I have an index of people based on text documents that they have authored. This is the field type:
<fieldtype name="TField" class="solr.TextField" positionIncrementGap="100" omitNorms="true">
<analyzer>
<tokenizer class="solr.StandardTokenizerFactory"/>
<filter class="solr.LowerCaseFilterFactory" />
<filter class="solr.StopFilterFactory" />
<filter class="solr.PorterStemFilterFactory" />
<filter class="solr.PositionFilterFactory" />
</analyzer>
</fieldtype>
And the field declaration itself:
<field name="Publication" type="TField" indexed="true" stored="true" multiValued="true" />
And the request handler config:
<requestHandler name="/select/" class="solr.StandardRequestHandler" default="true" >
<lst name="defaults" >
<str name="defType">edismax</str>
<str name="qf">Publication</str>
<str name="fl">ID,score</str>
<str name="q.alt">*:*</str>
<str name="rows">10</str>
</lst>
</requestHandler>
The ideal scenario is to process a text query and return people scored on how many Publications that text query matches. For example:
Person A has three documents with content "cat dog mouse", "cat dog house", "banana"

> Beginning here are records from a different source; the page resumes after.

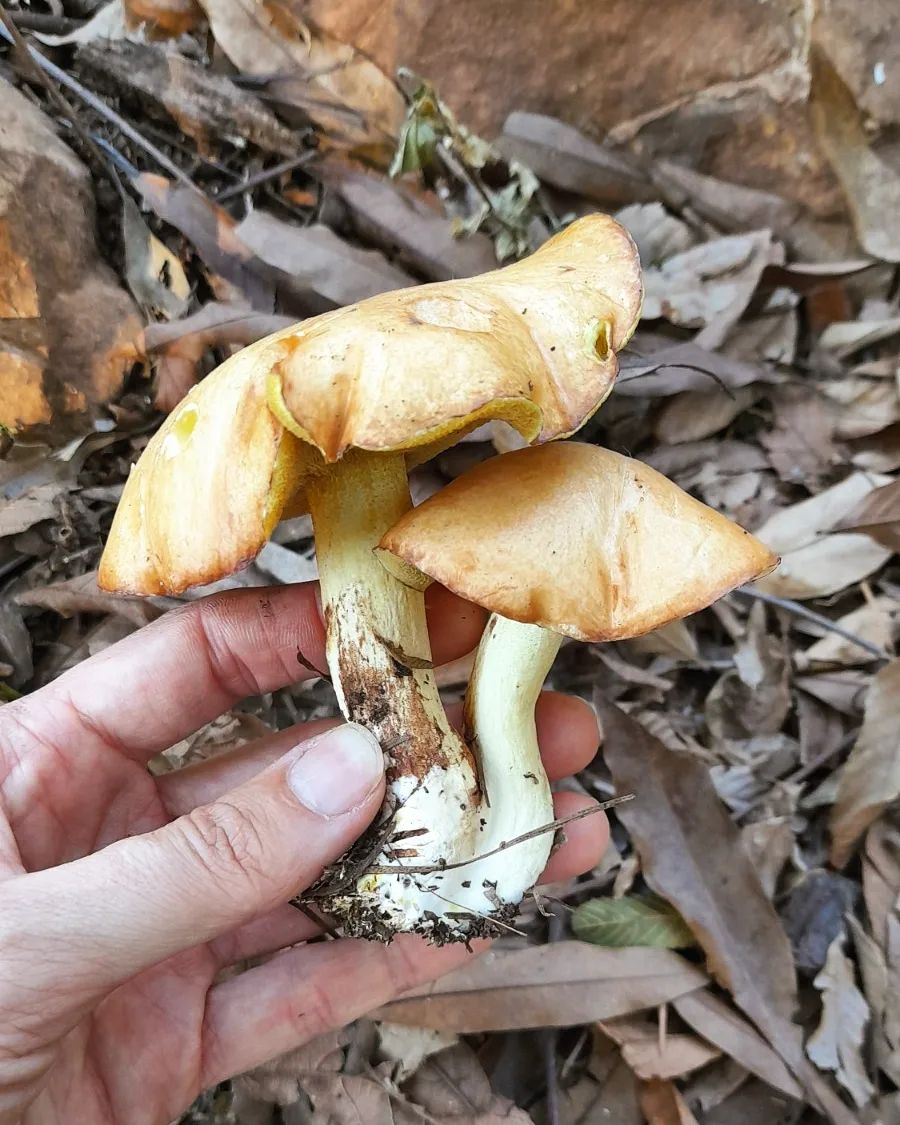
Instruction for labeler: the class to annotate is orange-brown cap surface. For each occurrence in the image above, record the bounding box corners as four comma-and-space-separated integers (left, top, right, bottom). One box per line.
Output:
381, 442, 777, 641
99, 215, 641, 593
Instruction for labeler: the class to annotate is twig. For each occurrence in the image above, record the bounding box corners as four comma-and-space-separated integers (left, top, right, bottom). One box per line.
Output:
366, 793, 635, 877
734, 586, 891, 662
216, 149, 318, 204
617, 352, 737, 398
0, 5, 117, 185
0, 17, 200, 191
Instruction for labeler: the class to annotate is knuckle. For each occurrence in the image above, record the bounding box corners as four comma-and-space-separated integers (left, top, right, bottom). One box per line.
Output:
176, 801, 268, 889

Person B has three documents with content "cat dog mouse", "cat", "dog"
Person C has two documents with content "cat", "dog", "banana"
If the text query is "cat dog", i would like Person A to be top with score 2 (matching "cat dog mouse", "cat dog house"), Person B to be second with score 1 (matching "cat dog mouse") and Person C to not be returned at all.
My current implementation fails to do this on two fronts. First of all, it returns Person C, since Solr seems to munge the contents of the multiValued field into one so the fact that cat and dog appear in separate Publication entries for Person A doesn't seem to matter.
Second, strongly related to the first, the scoring of the documents is TF-IDF, based on the content of the concatenation of all values in the Publication field. Therefore, person A and B end up having the same score, since cat and dog appear the same number of times in their whole document corpus.
Is there any way to achieve what I am looking for? More generally, is there any way to score documents based on matching individual entries of a multiValued field instead of taking all the entries as a whole?